ML is free of these problems. It has a bona fide type of lists. Of course, you can also define a bona fide type of streams if you want to. Or a type of dynamic objects with identity. And those will be different types.
'==' or '===' is not an equality operator when used on objects (including arrays) in Javascript. It's a reference equality operator: are the two variables referencing the same object?
There is no builtin object content equality binary operator in Javascript, at least as of ES5.

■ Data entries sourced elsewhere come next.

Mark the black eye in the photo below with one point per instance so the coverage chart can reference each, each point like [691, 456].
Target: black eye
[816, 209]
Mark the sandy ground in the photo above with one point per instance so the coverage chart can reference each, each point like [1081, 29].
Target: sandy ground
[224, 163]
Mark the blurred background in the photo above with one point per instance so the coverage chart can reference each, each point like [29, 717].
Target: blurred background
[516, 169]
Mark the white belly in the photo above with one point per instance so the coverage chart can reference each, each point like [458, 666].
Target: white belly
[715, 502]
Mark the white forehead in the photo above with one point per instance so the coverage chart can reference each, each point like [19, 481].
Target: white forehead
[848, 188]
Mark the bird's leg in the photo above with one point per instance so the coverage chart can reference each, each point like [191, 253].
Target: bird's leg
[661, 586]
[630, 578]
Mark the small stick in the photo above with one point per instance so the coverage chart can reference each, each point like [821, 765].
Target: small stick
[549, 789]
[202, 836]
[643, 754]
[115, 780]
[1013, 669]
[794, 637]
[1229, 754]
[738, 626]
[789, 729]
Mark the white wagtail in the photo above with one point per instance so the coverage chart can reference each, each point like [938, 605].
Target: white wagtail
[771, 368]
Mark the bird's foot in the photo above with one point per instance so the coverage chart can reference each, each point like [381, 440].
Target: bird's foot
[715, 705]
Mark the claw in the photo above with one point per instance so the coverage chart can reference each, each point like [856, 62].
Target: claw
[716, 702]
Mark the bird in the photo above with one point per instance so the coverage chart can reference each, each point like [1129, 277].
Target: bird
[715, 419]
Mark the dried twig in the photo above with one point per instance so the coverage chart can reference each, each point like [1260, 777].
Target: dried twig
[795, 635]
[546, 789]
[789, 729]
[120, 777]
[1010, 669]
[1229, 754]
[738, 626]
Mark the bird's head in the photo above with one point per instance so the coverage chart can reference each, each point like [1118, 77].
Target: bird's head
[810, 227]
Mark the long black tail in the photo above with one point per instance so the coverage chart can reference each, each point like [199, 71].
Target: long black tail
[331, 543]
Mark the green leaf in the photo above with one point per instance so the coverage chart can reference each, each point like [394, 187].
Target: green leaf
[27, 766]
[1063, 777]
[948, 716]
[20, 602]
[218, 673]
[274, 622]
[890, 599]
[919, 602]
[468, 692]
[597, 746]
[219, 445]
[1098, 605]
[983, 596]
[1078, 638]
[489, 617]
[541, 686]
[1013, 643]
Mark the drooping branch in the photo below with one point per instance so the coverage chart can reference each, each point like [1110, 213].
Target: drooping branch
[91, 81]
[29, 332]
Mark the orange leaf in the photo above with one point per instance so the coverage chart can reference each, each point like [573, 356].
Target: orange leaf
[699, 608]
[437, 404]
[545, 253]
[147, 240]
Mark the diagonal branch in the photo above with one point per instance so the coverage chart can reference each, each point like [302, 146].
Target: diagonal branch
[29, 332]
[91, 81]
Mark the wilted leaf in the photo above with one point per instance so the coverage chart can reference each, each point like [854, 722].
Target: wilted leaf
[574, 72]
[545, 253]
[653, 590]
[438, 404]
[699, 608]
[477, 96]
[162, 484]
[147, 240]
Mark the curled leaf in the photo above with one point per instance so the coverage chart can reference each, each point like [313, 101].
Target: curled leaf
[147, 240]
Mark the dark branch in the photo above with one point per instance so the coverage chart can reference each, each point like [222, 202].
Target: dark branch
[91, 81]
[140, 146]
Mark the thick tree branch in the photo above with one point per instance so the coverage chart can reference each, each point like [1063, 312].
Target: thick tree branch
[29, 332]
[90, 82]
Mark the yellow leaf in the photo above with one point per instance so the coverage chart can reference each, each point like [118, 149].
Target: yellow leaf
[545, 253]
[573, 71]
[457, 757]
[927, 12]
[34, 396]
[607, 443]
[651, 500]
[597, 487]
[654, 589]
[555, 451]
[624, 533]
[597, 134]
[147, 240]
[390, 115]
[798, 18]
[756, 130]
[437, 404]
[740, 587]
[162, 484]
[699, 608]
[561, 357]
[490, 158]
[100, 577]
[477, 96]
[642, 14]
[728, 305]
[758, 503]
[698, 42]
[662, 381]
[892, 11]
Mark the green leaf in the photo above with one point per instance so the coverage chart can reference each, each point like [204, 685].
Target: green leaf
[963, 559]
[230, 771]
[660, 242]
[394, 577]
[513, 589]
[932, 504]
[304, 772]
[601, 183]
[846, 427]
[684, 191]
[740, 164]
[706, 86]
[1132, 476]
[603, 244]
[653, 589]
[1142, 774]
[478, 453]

Equality for objects means reference equality. That's precisely the problem with object-oriented languages: you can't manipulate the values that you really want, you have to manipulate objects whose state is hopefully the value you want.
That's surprising, but really has more to do with the failure of JavaScript's standard library than with being functional. For example, the same is true for OCaml (using `==` reference equality instead of `=` structural equality), but `[1, 2] == [1, 2]` is true in Python (a dynamic language, one that most people probably wouldn't call "functional").
In Python, the actual equality testing operator is `is`, not `==`. The fundamental property of equality is that equal objects can't be distinguished in any way. (Indiscernibility of identicals, aka Leibniz's principle.)
xs = [1,2,3]
ys = [1,2,3]
# are xs and ys equal?
ys.append(4)
print(xs == ys)
# no!
Ah, yes, there's a problem with `Float`s in Haskell. There should be no `Eq Float` instance. Standard ML handles this properly:
> map Math.acos [2.0] = map Math.acos [2.0];
poly: : error: Type error in function application.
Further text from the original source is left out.